What’s the context?
Pension scheme trustees are subject to various trusts law and fiduciary duties that they owe to their scheme beneficiaries.
These fiduciary duties do not derive from a single source, rather they have evolved from case law, overlaid by certain statutory provisions, including the Pensions Act 1995 and the Occupational Pension Schemes (Investment) Regulations 2005 (the Investment Regulations).
The basic legal principles that comprise trustees’ fiduciary duties have remained stable over time, but more and more questions are being asked as to how they should be applied in the context of modern ESG issues.
Fiduciary duties remain the cornerstone of trustees’ responsibilities when it comes to making investment decisions:
Trustees are required to act in the best financial interests of scheme beneficiaries, balancing investment returns with the need to manage risks.
Historically, fiduciary duties were often interpreted narrowly, focusing primarily on generating “returns”. However, evolving market standards and regulatory expectations now take a broader view of what factors may be relevant when considering beneficiaries’ best financial interests.
For a full explanation of what fiduciary duties require of pension trustees, see Fiduciary duties explained
In July 2014, the Law Commission published its report on Fiduciary duties of investment intermediaries (the Law Commission Report). Following the publication of the Kay Review of UK equity markets and long-term decision making, the Department for Business, Innovation & Skills and the Department for Work & Pensions (DWP) asked the Law Commission to investigate how the law of fiduciary duties applied to investment intermediaries and to evaluate whether the law works in the interests of end investors.

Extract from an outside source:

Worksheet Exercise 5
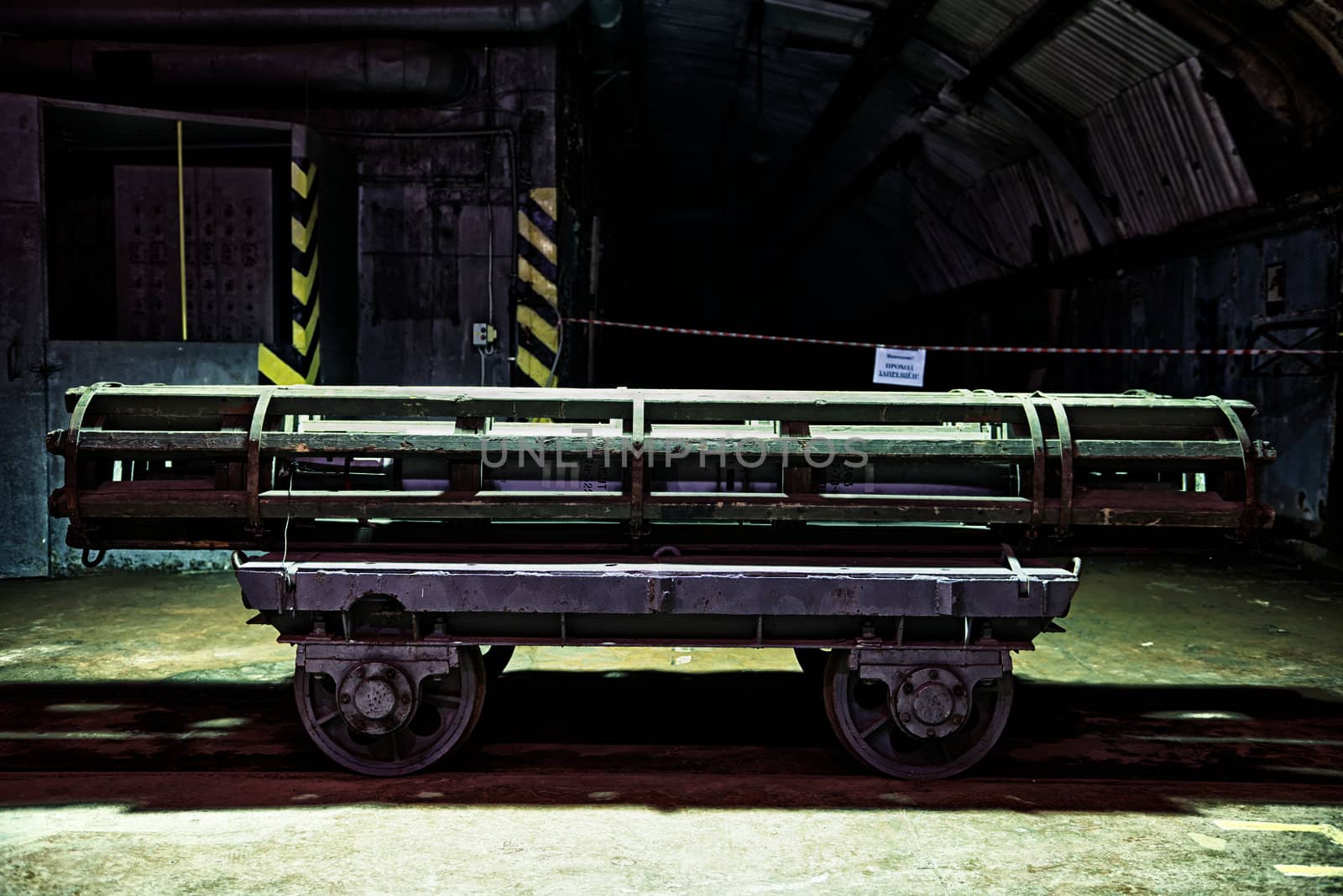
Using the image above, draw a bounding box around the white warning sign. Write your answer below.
[871,349,928,389]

The Law Commission chose the pensions landscape in which to conduct its investigations.
The Law Commission Report concluded that in pensions, the primary purpose of the investment power is to provide members with retirement and other benefits. Therefore, the principal aim of the investment strategy is “to secure the best realistic return over the long-term, given the need to control for risks”.
It is not uncommon for the duties to be mischaracterised, and it is still not unusual to hear people refer to a trustee’s duty to “maximise returns”, a notion stemming from the 1984 case of Cowan v Scargill.

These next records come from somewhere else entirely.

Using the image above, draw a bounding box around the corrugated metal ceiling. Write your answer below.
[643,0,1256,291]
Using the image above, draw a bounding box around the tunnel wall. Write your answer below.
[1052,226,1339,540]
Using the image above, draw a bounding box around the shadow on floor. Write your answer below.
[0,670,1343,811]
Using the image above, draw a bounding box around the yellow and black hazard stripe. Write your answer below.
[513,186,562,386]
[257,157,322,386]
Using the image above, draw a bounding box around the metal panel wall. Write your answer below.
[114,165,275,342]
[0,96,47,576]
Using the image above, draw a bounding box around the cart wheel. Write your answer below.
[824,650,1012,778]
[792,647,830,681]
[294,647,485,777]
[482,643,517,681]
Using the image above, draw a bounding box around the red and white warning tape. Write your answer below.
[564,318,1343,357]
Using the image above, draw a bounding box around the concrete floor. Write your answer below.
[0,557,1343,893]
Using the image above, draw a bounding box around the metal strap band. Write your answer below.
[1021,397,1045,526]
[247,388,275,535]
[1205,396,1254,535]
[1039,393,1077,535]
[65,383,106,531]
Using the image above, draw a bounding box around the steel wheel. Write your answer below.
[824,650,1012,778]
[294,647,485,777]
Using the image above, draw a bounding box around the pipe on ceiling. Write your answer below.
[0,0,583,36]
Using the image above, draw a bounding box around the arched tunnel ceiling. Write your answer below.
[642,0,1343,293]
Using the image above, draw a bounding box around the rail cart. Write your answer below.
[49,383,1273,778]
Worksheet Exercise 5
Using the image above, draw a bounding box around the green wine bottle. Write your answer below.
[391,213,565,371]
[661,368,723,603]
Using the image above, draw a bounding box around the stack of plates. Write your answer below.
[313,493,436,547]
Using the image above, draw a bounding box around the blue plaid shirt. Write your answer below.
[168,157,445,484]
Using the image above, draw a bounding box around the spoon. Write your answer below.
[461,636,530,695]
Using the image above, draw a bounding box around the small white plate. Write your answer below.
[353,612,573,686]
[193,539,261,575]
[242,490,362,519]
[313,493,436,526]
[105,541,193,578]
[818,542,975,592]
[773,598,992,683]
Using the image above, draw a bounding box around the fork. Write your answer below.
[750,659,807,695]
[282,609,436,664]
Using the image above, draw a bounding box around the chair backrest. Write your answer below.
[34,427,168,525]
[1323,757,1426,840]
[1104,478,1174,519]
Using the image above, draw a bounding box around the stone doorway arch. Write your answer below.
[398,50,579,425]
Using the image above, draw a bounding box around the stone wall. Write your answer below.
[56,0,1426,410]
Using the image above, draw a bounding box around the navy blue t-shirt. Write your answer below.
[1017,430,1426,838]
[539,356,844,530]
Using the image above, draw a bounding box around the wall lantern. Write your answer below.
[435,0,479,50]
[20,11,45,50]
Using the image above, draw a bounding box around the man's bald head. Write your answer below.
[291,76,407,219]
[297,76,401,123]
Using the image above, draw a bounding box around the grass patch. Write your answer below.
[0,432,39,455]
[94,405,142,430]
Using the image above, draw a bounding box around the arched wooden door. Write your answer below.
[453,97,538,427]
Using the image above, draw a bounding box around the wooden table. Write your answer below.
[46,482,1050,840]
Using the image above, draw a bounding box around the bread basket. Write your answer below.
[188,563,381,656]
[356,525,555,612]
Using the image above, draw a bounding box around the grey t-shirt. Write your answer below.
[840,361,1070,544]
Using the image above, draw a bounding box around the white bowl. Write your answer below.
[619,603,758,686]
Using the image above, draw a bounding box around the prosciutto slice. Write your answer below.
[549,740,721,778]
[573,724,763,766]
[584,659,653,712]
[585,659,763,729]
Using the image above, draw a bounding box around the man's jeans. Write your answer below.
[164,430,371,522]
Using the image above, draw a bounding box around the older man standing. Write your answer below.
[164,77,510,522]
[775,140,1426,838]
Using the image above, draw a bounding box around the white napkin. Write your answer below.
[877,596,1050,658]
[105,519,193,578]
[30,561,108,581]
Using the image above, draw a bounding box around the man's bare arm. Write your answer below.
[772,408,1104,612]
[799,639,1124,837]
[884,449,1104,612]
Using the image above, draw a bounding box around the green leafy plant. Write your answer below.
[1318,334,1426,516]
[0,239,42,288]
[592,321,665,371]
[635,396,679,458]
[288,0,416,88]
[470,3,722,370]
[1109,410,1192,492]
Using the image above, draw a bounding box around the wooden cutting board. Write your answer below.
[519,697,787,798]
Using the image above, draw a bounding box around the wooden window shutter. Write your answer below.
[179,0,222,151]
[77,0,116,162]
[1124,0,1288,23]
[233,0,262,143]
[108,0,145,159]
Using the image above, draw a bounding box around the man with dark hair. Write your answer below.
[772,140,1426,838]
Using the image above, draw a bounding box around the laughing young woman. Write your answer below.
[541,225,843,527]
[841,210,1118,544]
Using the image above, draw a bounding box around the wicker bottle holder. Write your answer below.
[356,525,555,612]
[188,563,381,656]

But context is crucial, and the circumstances in which the trustees in that case were exercising their investment powers must also be taken into account. This is not to suggest that Cowan v Scargill is bad law, but rather that its judgment must be understood in its proper context.
Cowan v Scargill remains a valid authority on the legal principle that trustees must exercise their investment powers for their proper purposes – specifically, to provide pensions for members and not for political reasons. However, it’s a misinterpretation to see the case as imposing an absolute duty to maximise returns.
This will be clear to anyone familiar with how trustees of DB pension schemes often use hedging instruments, bulk annuities and liability-driven investment strategies. Are these investments made for the purpose of “maximising returns”? No, but they do fulfil the goal of ensuring that members’ pensions can be paid.
What are the latest developments?
- February 2024
The Financial Markets Law Committee (FMLC) published its paper on Pension Fund Trustees and Fiduciary Duties – Decision-making in the context of Sustainability and the subject of Climate Change (the FMLC Paper). The FMLC Paper is intended to be used by trustees to help in their conversations with advisers. It sets out a general explanation of the legal position, including fiduciary duty and decision-making responsibility, and discusses how trustees can “better succeed in taking decisions in keeping with their fiduciary duties”. However, while the FMLC Paper has been widely discussed, neither it, nor the Law Commission Report, is a definitive statement of the law.
- February 2024
The parliamentary Work and Pensions Committee held oral and written evidence sessions on fiduciary duties. A significant part of this discussion focused on whether a “legal change to the definition of fiduciary duty” is necessary. A variety of responses to this question were put forward by industry and civil society groups, including what such a change might look like in reality.
- March 2025
The NatWest Cushon DC master trust announced it has obtained a legal opinion from Eversheds Sutherland covering, amongst other things, how considerations of members’ standards of living and UK growth might be accommodated within the fiduciary duty.
- October 2025
An amendment to the Pension Schemes Bill (PSB) was introduced. It aimed to clarify and expand the scope of trustees’ fiduciary duties by explicitly permitting consideration of “system-level” risks and opportunities, such as environmental and social factors that cannot be fully managed through diversification alone. The intention was to empower trustees to invest more responsibly without diluting the existing duty to act in members’ best financial interests.
- December 2025
The Pensions Minister, Torsten Bell, in acknowledgement of the tabled amendment to the PSB, confirmed that the Government would develop statutory guidance for pension schemes. To enable this, it would “bring forward legislation that will allow the Government to develop statutory guidance for the trust-based private pensions sector”.
- March 2026
The House of Lords voted against the proposed amendment to the PSB that would have required statutory guidance to be issued on pension scheme trustee investment duties.
- April 2026
The Pensions Minister, Torsten Bell, stated that “The Government will proceed on work to draft that guidance. The technical working group is well under way and is doing good work to provide clarity to the industry. We will come forward with proposals to put the guidance on a statutory footing in the months and years ahead.”